Military-style combat boots have been a favorite of many outdoorsmen for decades. Be they the rugged, hot, black leather boots from the Vietnam era or the modern well-ventilated tan designs that blend in better with dirt and brush, combat boots have earned themselves a reputation as reliable footwear. Combat boots can last through hundreds of miles of treacherous terrain with a heavy pack on your back. But are they truly any better than civilian-grade hiking boots that may come in a much broader array of fits and styles?
Advantages of Combat Boots
Every branch of the United States military has its unique regulations on acceptable boots to be worn with every soldier's uniform. While their design goals and expectations may differ, one element that remains consistent across all military-style designs is durability. Soldiers expect their boots to last through years of daily use, multiple deployments to foreign countries, and extreme terrain. Thus, all but the cheapest options on the market have thick, durable leather and various rows of stitches that help keep both the boots and their soles intact. They are well-fitted through even the trials of combat.
With the modern military expanding and increasingly remaining present at home in garrison environments, companies have also started to create much more comfortable footwear options that retain the same durability and weather resistance found in boots from decades past. With millions of soldiers clamoring for inexpensive and comfortable options that still meet strict regulations, modern boots have become both stylish and enjoyable to wear on a day-to-day basis.

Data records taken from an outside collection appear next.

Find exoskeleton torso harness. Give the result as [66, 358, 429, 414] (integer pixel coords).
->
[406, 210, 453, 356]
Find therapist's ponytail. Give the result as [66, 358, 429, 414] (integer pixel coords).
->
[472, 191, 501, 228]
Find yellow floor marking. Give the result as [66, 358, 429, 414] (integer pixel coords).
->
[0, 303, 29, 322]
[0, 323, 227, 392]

Disadvantages of Combat Boots
Soldier footwear may not be the best option for everyone seeking a durable pair of work or hiking boots. While current regulations increasingly permit more flexible designs and allow for better comfort options, many civilian offerings can provide superior comfort through alternative materials and different measurements than the military's strict requirements.
For example, combat boots must reach relatively high above the ankle to provide better support and uniform compatibility, but civilian hiking boots and shoes have no such requirements. Military options are often worse for both heat dissipation and comfort without having a pair of long pants or long socks to prevent direct skin contact. Plus, high-end civilian options may be just as durable as military-style boots, although they are often priced higher for the same level of durability and weather resistance.
Make sure to read up on reviews and opinions of any pair of boots you wish to try, and look around for reviews from individuals who have worn many different pairs of boots in their lifetimes. You should always go to a physical store to try different sizes and options as some manufacturers can size their footwear as much as two sizes above or below what you might expect. However, for those looking for durable, comfortable, and inexpensive footwear, combat boots may be just what you need.
I wore the Bates E01450 M-8 Men's Hot Weather Desert Tan Tactical Boots while deployed in Iraq and countless training exercises in multiple training environments. They are great non-issued military boots. I still have them, and they still look great!
If you are like me, you might have a few military-issued combat boots lying around. You might want to change the insoles to make them more comfortable and continue using them. Just remember to break them in if you haven't done so already. How about jumping in the shower with them and then going for a 12-mile foot march with a 35 lb pack to remember the old days?